Management and Business Economics


 

Management Business Economics Overview

The Management and Business Economics major responds to the growing needs of California’s business environment.  UC Merced’s Management and Business Economics major provides rigorous analytical and quantitative training from a blend of fields including economics, management theory and other social sciences.  Real-life management problems do not fit neatly into subject areas.  Today’s managers tackle issues that involve a number of management functions—so solutions need to draw on expertise from a variety of different areas.  The UC Merced approach is to step away from thinking of management as a set of separate functions drawing from single disciplines.  Instead, students learn to integrate key ideas from across subject areas to understand all the dimensions of a given issue.  Creativity, innovation and entrepreneurship are emphasized.

The Management major prepares students for a broad range of management-related careers. Students will learn the analytical tools that are needed to succeed in a modern, volatile business environment. The curriculum provides a strong foundation in economics, organization, business, finance, accounting and quantitative methods. It focuses on analysis and problem solving across a wide spectrum of management activities. The theoretical underpinning for the undergraduate program comes from economics and management science disciplines that use tools and techniques based on applied mathematics and statistics to solve problems in virtually all areas of business and government. The typical undergraduate student develops skills to build quantitative models of complex operations and competitive markets and be able to use those models to facilitate decision-making.
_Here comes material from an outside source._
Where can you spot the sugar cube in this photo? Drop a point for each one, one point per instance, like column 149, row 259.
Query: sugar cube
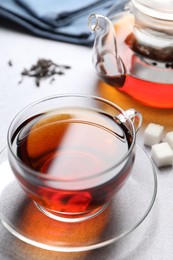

Management Learning Outcomes

 

Upon graduation, our graduates demonstrate:

  1. Analyze and solve problems related to management from a holistic, multidisciplinary perspective.
  2. Apply theories and concepts from the discipline of Management and related fields (e.g. accounting, economics, statistics, finance, marketing, human resource management, strategy and business law) to management situations.
  3. Use effective written and oral communication consistent with the discipline and professional environments.
  4. Apply appropriate information technology to analyze and problem-solve, develop business research, report key data, and recommend management strategies and actions.